By Chris Jakob

Have you ever tried to build your own house? Know anyone (who’s not a licensed contractor) who has done it? Probably not. It takes a specific skillset, years of experience and an abundance of time most people don’t have. So why should your approach to a foreign-exchange transaction cost analysis platform be any different?

I have headed up a number of different trading desks for asset management firms during my 20-plus years in investment management. I have traded equities, fixed-income, commodities and currencies for fundamental and quantitative investment disciplines.

When it came time to see how my desks were trading or whether we were getting “best execution,” I had to tap into the various trading platforms my firm owned to measure my transaction costs. The firms I worked at ranged in size and infrastructure, so I was forced to use a combination of platforms that had been purchased and ones built in-house.

In theory, building an in-house system sounds like a good idea—you can customize the platform to the asset class you’re trading and “save money” by building it yourself.

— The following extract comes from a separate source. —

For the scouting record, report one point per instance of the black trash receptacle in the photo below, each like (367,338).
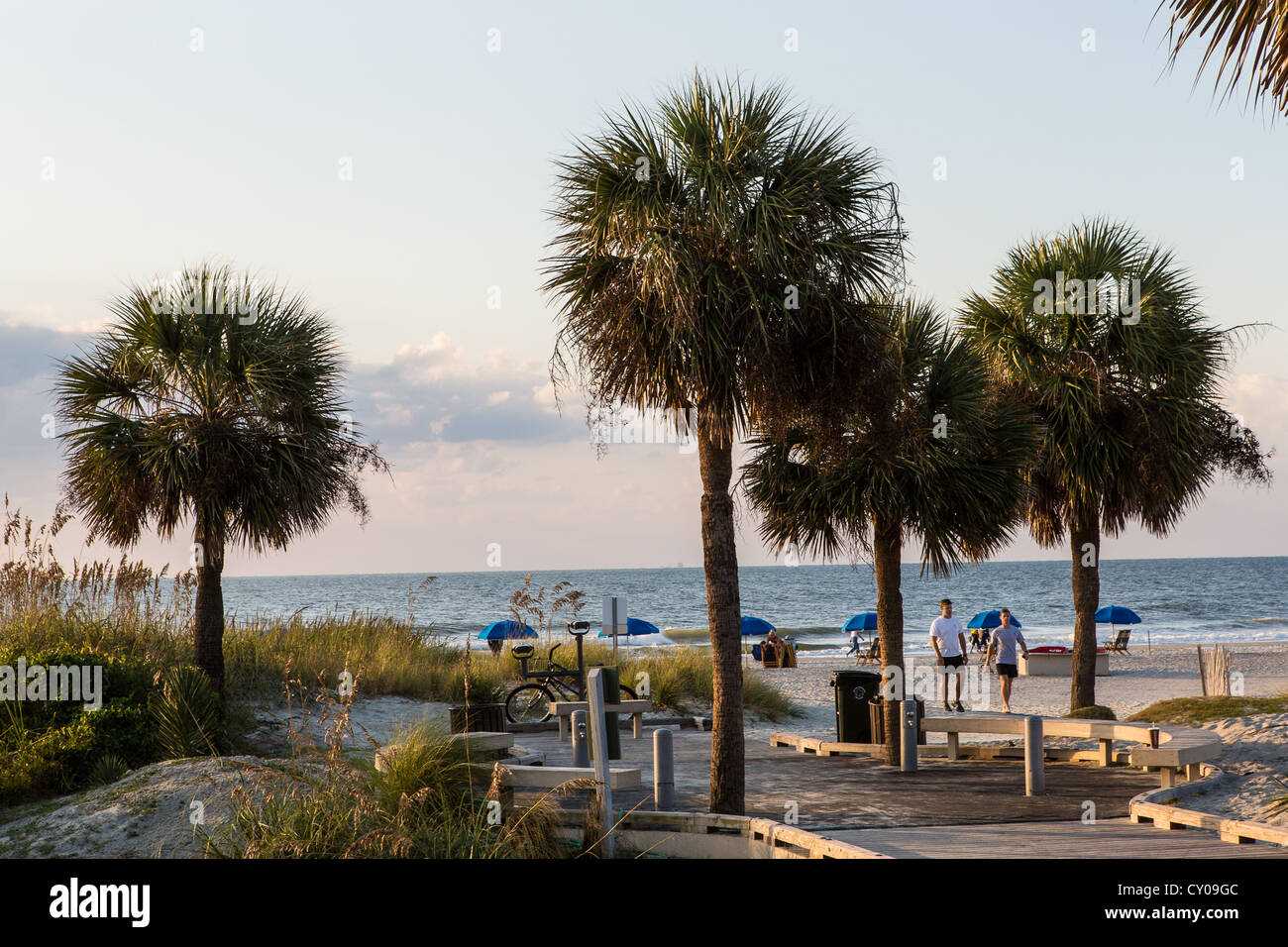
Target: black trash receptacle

That’s the theory, anyway. Having been involved in an in-house project, I can tell you it is easier said than done. Much easier. To begin with, our business was asset management and not transaction cost analysis. Therefore, it was a major challenge to obtain, verify and maintain the data necessary to measure the trades. A number of different data providers sold us data for exchange-traded securities, but it wasn’t always complete or accurate.

To ensure the data was complete, it was my firm’s responsibility to check against other data sources to identify outliers, and that meant spending more money on data. We used data from three different independent sources. As you might imagine, this verification—or “scrubbing”—of the data was time consuming and expensive. When it came to over the counter (OTC) assets, fixed-income and FX, the challenges became even greater to verify the reliability of the data we had assembled.

Never mind the fact that building a platform and then measuring your own transactions can be a huge conflict of interest. That detail becomes particularly significant if you’re using the results to present to a regulatory body or client. What is the incentive to say you are doing a poor job?

Conversely, purchasing a platform to measure transactions has a fixed cost for the platform and, in the long run, is cheaper than building an in-house system—not only in dollar terms but in man-hours as well.

There are many companies and platforms to chose from, of course, so it takes a bit of research and due diligence to determine which company offers the better platform and reporting functionality. During my investigation of the market place, I found that some companies offered “one stop shopping.” This means they are likely strong in one asset class but not in all of them. There are so many nuances and details to pricing trades in FX correctly that asking a “jack of all trades” to measure your currency costs is like using a handyman to wire your entire house, instead of a licensed electrician.

If you are thinking about measuring your foreign exchange trades and considering building your own—think again. It may end up costing your company more than you imagine.